Take commonly used generic versions of prostate-cancer treatment Zytiga. They have more than 2,200 prices in Medicare drug plans. The generics ring in at roughly $815 a month in northern Michigan, about half of what they cost in suburban Detroit, while jumping to $3,356 in a county along Lake Michigan, according to a recent analysis of Medicare data.

The same is true with other popular medicines such as psoriasis treatment Otezla, blood thinner Xarelto and generic versions of the cancer drug Tykerb, known as lapatinib, which has 460 prices, according to the analysis by 46brooklyn Research, a nonprofit drug-pricing analytics group.

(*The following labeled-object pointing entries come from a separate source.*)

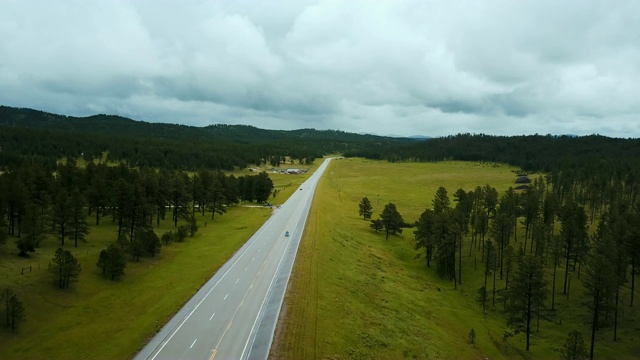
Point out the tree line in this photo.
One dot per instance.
(34, 136)
(553, 216)
(35, 203)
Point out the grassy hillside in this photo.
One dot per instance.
(355, 295)
(99, 319)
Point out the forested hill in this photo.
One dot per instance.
(118, 125)
(531, 153)
(33, 135)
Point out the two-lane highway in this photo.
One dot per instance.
(234, 314)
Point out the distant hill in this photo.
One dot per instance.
(122, 126)
(33, 135)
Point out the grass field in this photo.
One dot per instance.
(354, 295)
(99, 319)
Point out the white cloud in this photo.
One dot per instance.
(387, 67)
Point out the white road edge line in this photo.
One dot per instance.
(210, 290)
(265, 300)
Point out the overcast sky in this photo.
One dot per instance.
(383, 67)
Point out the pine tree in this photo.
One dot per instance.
(391, 220)
(525, 295)
(78, 227)
(366, 209)
(574, 348)
(13, 308)
(64, 268)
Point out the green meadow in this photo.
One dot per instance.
(99, 319)
(355, 295)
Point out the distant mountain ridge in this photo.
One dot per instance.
(122, 126)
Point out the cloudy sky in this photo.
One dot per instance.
(383, 67)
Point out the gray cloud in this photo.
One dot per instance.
(390, 67)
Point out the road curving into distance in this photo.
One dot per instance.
(234, 315)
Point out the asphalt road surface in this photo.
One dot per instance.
(233, 316)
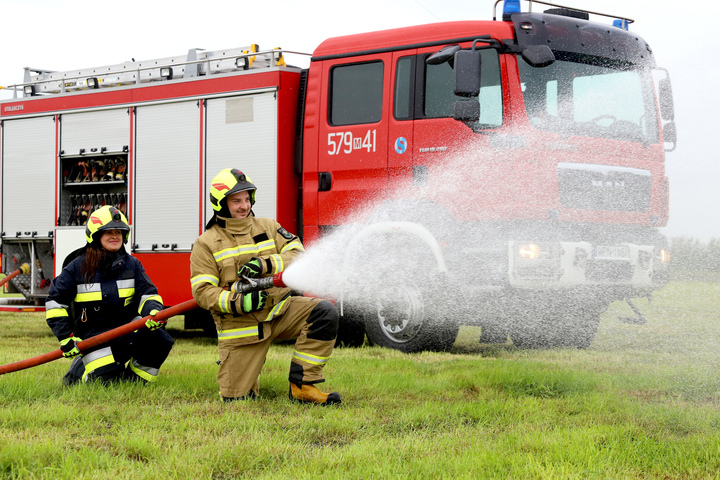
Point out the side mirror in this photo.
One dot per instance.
(538, 56)
(667, 108)
(467, 73)
(467, 110)
(442, 55)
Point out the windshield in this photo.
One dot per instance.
(591, 100)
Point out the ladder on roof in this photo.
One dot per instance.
(196, 63)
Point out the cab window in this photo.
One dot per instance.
(356, 93)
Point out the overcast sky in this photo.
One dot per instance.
(69, 34)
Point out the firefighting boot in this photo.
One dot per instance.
(311, 394)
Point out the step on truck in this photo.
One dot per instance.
(516, 165)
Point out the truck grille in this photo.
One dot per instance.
(601, 187)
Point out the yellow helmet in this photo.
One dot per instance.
(228, 182)
(106, 218)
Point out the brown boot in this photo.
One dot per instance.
(311, 394)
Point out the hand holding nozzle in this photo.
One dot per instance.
(246, 284)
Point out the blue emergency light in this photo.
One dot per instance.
(510, 7)
(621, 24)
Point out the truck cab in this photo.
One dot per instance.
(531, 148)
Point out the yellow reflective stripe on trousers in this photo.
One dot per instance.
(243, 250)
(146, 373)
(314, 359)
(97, 359)
(211, 279)
(238, 333)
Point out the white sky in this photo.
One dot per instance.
(69, 34)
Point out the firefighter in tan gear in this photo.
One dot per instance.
(237, 245)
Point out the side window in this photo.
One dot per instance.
(439, 96)
(356, 93)
(404, 88)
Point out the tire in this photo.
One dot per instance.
(403, 319)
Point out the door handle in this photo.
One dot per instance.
(324, 181)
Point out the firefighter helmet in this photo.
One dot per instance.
(228, 182)
(106, 218)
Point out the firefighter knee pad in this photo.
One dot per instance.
(324, 321)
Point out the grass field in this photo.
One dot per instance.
(642, 402)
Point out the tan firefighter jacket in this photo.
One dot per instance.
(215, 260)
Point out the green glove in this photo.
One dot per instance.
(252, 269)
(153, 324)
(69, 347)
(253, 301)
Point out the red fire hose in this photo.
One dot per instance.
(24, 268)
(99, 339)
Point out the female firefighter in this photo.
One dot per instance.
(101, 289)
(236, 244)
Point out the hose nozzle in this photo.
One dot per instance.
(247, 285)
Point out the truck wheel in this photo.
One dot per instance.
(403, 319)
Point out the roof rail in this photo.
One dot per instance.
(196, 63)
(624, 19)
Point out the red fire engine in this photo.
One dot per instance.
(528, 153)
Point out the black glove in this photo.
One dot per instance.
(252, 269)
(69, 347)
(253, 301)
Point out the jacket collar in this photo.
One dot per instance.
(235, 226)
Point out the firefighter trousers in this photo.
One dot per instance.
(314, 325)
(143, 351)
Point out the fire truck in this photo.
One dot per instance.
(515, 166)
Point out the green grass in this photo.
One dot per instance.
(642, 402)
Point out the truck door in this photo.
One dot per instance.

“How would you like to go every year and figure out again what is the best plan?” said Paula Kirk, 70 years old, who has switched her Medicare prescription-drug plan since joining the program five years ago to get a better price for Tykerb, reducing her annual out-of-pocket costs by more than $2,500.

Kirk dipped into her retirement fund and her husband picked up part-time work to help pay for her prescriptions before switching to her current plan. “We’re just trying to get the cheaper rates for our prescriptions, that’s all we’re trying to do,” she said.

In her county in central Illinois, Kirk’s Centene Medicare drug plan priced the cancer drug at $3,622, while Humana priced the drug double the amount, 46brooklyn found. Lapatinib can cost even more in other parts of the country, including $10,000 in certain parts of California and more than $12,000 in the center of Pennsylvania.